Die 1000 Augen des Dr. Mabuse (Bundesrepublik). Ein Epigone des Mabuse-Horrors, mit dem Fritz Lang schon in der Stummfilmzeit empfindsame Gemüter aufs Kreuz legte. Lange neuer Dr. Mabuse ist der Versuch, das moralische Chaos eines intelligenten Pervertierten in den Kulissen und Requisiten des Atomzeitalters und Wirtschaftswunders anzusiedeln: Die tausend Augen sind die unzähligen Linsen von Fernsehkameras, mit denen die Opfer im einstigen Gestapohotel Luxor belauscht werden, dazu ein System technischer Finessen – vom Stahlnadelluftgewehr bis zum Gangsterfunkwagen – und die scheinbar erloschenen Augen des Hellsehers. Zeitvertreib mit gepflegt makabrer Note, von dessen manchmal unglaubwürdig perfektionistischen Mitteln man sich durch leise Ironie distanziert. Beste Leistung: Gert Fröbe.

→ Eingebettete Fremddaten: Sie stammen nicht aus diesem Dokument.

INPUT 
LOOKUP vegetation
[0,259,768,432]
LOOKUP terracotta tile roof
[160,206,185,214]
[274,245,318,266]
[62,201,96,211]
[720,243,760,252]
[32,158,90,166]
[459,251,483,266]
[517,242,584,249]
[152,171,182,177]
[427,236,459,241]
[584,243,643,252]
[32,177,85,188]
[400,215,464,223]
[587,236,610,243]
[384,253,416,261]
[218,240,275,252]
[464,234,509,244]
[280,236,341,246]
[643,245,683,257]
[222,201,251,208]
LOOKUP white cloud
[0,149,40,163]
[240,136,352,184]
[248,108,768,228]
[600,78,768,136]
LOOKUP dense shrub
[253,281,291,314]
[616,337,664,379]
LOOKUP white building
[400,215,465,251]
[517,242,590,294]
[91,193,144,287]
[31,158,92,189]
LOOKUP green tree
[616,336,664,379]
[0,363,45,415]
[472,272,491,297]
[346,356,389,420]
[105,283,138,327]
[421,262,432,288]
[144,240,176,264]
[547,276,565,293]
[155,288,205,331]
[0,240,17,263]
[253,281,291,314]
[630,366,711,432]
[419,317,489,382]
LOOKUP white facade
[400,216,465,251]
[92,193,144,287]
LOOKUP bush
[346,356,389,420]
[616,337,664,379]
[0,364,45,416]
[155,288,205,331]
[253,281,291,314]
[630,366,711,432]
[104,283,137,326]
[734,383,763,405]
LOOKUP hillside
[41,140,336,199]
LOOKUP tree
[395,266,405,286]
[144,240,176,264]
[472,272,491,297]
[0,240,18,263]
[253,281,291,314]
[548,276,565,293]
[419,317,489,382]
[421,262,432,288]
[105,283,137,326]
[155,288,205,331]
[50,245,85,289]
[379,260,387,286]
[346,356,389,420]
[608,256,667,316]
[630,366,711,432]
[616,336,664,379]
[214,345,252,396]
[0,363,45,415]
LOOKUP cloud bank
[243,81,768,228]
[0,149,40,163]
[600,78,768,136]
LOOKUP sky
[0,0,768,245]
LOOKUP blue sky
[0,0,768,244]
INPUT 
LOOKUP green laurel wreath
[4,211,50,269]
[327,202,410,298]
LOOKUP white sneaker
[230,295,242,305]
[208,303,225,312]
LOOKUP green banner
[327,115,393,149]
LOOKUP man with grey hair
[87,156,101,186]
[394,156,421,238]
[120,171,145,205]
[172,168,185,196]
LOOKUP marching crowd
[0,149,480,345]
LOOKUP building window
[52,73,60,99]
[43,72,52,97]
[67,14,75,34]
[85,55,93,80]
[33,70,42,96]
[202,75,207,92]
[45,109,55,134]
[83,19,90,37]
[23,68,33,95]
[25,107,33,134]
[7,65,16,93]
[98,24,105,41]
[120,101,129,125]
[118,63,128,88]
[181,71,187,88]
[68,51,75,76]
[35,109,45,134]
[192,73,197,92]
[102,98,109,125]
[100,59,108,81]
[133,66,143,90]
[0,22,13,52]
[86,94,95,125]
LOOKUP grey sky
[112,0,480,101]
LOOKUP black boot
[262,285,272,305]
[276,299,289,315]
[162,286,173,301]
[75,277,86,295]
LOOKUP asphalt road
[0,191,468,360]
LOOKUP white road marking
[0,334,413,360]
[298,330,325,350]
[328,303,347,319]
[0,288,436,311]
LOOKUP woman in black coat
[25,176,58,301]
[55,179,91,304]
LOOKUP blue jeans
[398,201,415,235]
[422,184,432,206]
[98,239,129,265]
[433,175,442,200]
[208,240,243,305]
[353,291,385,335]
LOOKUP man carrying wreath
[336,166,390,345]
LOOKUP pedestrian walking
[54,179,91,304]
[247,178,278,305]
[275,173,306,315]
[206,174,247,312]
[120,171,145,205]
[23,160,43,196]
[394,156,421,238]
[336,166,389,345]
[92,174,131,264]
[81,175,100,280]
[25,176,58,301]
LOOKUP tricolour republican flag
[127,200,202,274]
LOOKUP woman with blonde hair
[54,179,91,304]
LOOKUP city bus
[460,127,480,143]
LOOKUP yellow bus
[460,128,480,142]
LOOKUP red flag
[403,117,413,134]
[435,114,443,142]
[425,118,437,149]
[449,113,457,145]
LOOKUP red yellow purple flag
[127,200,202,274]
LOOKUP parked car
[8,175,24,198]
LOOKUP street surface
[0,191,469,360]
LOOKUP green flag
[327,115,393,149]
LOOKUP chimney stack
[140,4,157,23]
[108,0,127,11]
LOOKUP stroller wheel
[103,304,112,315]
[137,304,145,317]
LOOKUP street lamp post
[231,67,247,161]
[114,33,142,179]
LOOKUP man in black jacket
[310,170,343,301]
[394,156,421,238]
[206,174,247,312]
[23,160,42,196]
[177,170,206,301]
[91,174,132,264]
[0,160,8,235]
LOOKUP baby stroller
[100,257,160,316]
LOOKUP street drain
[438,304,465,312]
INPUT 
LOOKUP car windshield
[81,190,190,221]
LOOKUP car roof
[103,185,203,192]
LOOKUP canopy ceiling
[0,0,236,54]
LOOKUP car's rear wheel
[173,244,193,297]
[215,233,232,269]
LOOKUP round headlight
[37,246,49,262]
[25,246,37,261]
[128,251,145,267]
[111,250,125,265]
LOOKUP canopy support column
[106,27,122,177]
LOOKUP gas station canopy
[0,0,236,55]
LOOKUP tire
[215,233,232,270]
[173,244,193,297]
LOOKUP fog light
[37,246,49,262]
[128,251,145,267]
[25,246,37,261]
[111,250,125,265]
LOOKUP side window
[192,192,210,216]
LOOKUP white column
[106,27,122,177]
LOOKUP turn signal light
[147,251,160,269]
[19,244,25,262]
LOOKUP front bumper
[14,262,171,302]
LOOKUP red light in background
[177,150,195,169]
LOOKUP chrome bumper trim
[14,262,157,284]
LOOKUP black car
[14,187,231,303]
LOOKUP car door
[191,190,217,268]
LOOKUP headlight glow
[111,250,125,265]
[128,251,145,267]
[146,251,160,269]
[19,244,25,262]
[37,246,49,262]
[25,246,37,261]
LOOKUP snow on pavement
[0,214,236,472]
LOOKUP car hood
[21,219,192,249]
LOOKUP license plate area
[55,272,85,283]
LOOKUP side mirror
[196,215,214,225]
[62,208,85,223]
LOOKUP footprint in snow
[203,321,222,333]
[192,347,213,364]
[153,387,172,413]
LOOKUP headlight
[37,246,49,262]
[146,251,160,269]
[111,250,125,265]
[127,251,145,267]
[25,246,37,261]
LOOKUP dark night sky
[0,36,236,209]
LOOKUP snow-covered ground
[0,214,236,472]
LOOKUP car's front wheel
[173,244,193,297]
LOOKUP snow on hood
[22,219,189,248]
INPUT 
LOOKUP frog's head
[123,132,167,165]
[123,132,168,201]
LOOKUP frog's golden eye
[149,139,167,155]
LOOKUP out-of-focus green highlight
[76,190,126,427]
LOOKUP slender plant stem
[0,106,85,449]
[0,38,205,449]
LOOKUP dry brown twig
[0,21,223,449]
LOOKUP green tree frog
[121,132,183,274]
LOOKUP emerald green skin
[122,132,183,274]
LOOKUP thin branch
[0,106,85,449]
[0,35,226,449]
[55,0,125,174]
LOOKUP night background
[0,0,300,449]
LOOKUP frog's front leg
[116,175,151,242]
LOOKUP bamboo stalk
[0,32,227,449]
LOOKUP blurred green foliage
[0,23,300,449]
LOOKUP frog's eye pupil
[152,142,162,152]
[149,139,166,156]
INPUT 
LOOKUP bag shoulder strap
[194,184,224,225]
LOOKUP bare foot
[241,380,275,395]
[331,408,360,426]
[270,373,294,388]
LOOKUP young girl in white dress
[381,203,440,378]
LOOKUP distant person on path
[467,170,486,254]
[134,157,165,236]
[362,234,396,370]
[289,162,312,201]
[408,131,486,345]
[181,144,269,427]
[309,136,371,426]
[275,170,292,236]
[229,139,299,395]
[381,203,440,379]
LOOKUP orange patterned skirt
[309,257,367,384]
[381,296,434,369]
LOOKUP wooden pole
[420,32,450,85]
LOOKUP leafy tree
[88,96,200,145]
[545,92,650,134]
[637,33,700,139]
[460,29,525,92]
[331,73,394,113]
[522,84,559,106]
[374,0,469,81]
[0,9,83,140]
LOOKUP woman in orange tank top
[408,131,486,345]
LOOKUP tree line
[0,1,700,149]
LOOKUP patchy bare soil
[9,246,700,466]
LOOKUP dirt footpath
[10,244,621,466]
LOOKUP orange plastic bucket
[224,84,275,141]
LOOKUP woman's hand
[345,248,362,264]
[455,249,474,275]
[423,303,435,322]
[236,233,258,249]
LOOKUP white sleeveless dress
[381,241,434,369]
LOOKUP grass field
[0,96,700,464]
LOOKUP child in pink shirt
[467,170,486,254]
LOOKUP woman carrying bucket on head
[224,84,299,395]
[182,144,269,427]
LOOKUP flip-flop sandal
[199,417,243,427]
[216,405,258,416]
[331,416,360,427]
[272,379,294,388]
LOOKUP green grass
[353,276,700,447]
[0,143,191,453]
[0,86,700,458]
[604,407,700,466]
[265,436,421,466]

Liebesspiele (Frankreich). Ein Ehegegner und Mädchenfreund wird durch männliche Konkurrenz um seine Maxime gebracht. Das „Was“ ist belanglos, das „Wie“ sehr reizvoll gestaltet. Erstes Lustspiel der „Neuen Welle“. Regie: Philippe de Brocas.

Asche und Diamant (Polen). Auf einer Schutthalde verendet Maciek, zusammengekrochen, strampelnd: die Rückkehr zum embryonalen Tod. Zur gleichen Zeit tanzen dem Krieg entkommene Altpolen eine Polonaise: verschüttete Tradition in einer unbarmherzig falsch gespielten Musik. Zwei der stärksten Szenen des ungewöhnlichen Films von Wajda.

Fast neu

Scheidungsgrund: Liebe (Bundesrepubl.). Mißglück tes Durcheinander von zwei Frauen und einem Mann. Ein „luschtiger Film“ (Vgl. auch „Verpaßte Gelegenheit“, ZEIT Nr. 38).

Wer den Wind sät (USA). Darwin contra Bibel. Der fortschrittsgläubige Regisseur Stanley Kramer karikierte die christliche Provinz leicht zugunsten der „Aufklärung“. Zum Schluß ein inkonsequenter Publikumskompromiß zwischen Gott und den Amerikanern.